File uploads are a Pro feature. Add <input type="file"> fields to a form that posts as multipart/form-data; FormWire stores each file and puts its URL in the submission.

Set enctype="multipart/form-data" on the form — a plain urlencoded post can’t carry files:

<form action="https://api.formwire.io/submit" method="POST"
enctype="multipart/form-data">
<input type="hidden" name="access_key" value="YOUR-ACCESS-KEY">
<input type="email" name="email" required>
<input type="file" name="attachment">
<button type="submit">Send</button>
</form>
LimitValue
Per file5 MB
Total request body12 MB
Allowed typesJPEG, PNG, GIF, WebP, PDF, TXT, CSV, ZIP, DOC/DOCX, XLS/XLSX

A file that’s over the size limit, of a disallowed type, or whose bytes don’t match its declared type is not uploaded — that field is stored as a short placeholder (e.g. (file too large: report.pdf)) so the rest of the submission still goes through. Stored files are always served as forced downloads, never inline, so an upload can’t be rendered as active content.

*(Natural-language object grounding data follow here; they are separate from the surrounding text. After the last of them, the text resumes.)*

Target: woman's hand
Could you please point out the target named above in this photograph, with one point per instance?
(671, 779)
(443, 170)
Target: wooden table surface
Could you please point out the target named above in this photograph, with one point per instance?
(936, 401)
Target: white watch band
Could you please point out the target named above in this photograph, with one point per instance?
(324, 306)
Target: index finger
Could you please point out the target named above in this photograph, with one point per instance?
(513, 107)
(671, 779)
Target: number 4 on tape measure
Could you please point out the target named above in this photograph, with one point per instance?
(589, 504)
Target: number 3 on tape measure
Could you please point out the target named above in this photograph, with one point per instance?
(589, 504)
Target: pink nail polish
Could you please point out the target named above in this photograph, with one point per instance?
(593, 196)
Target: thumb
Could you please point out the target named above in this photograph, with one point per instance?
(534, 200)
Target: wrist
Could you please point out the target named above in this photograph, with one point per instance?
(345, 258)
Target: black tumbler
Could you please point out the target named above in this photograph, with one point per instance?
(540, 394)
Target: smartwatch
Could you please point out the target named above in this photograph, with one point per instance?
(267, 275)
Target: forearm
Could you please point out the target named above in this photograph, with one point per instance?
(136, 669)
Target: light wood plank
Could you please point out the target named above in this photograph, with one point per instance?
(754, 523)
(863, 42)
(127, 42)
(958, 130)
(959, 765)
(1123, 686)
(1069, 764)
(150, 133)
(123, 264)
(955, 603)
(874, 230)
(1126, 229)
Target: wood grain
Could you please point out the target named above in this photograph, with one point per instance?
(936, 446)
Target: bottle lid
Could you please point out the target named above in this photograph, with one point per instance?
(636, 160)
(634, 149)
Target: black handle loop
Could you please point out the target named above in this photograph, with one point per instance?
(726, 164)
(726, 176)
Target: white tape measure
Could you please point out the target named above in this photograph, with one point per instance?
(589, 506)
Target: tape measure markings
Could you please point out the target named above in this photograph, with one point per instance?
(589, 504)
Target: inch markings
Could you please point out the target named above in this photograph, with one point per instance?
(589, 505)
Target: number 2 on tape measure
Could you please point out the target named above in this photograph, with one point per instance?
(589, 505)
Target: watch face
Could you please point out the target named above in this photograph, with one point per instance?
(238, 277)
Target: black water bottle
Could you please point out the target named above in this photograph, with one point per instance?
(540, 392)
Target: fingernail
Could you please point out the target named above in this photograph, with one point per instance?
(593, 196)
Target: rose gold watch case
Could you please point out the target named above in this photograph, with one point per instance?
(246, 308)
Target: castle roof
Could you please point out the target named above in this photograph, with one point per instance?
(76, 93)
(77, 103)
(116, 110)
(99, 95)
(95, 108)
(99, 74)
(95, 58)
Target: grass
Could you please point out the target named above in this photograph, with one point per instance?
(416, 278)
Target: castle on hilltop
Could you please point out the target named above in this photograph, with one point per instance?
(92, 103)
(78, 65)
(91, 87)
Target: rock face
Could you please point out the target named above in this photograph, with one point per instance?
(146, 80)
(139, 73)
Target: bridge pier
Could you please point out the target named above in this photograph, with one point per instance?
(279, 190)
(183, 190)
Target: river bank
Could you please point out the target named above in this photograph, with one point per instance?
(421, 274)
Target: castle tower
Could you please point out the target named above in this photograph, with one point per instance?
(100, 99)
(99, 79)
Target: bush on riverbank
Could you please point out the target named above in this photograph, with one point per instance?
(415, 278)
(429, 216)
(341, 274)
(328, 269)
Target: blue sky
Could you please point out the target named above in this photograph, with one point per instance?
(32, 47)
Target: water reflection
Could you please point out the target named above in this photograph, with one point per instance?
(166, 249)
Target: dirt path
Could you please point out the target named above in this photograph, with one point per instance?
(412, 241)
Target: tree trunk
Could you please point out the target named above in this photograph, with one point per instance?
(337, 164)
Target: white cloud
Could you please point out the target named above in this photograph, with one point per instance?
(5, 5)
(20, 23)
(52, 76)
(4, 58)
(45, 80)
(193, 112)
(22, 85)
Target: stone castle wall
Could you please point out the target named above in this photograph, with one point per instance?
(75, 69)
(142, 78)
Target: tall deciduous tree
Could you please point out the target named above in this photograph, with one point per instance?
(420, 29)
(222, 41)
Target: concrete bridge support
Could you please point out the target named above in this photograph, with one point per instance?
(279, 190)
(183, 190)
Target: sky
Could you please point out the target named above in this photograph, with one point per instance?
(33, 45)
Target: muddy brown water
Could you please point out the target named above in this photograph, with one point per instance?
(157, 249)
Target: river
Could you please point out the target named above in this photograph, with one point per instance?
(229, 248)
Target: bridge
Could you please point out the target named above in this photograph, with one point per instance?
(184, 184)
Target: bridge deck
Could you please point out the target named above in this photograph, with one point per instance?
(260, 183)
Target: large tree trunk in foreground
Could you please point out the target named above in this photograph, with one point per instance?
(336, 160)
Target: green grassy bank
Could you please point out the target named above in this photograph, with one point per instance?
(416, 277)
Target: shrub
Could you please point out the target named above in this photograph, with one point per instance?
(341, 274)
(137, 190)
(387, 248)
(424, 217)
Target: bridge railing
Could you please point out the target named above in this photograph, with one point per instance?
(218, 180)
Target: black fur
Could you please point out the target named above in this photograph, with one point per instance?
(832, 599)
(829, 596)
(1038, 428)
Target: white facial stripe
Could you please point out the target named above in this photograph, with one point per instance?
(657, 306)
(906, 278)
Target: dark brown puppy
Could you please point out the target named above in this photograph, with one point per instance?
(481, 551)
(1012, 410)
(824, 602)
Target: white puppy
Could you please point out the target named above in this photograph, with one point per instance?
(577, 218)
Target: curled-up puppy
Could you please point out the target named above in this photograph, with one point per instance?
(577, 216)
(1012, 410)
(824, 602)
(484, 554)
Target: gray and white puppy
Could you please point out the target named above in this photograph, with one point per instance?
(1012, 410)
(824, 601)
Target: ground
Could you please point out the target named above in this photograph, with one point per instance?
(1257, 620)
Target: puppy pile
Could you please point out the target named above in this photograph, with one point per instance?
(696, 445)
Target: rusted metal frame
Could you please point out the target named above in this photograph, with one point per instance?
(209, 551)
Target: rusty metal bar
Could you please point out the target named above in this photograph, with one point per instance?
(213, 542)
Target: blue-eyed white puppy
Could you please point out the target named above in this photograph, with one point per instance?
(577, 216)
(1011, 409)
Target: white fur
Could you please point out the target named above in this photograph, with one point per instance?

Give several inputs the same name, or use multiple, and the values are grouped into an array:

<input type="file" name="attachments" multiple>

The stored value for attachments becomes an array of URLs.

Once stored, a file field’s value is its public URL (a CDN link). That URL then shows up everywhere the field does:

  • in the notification email as a download link — files are linked, not attached;
  • in the webhook payload’s data;
  • in the read API response.

Uploads run only for non-spam submissions, so a bot that trips the honeypot never consumes your storage.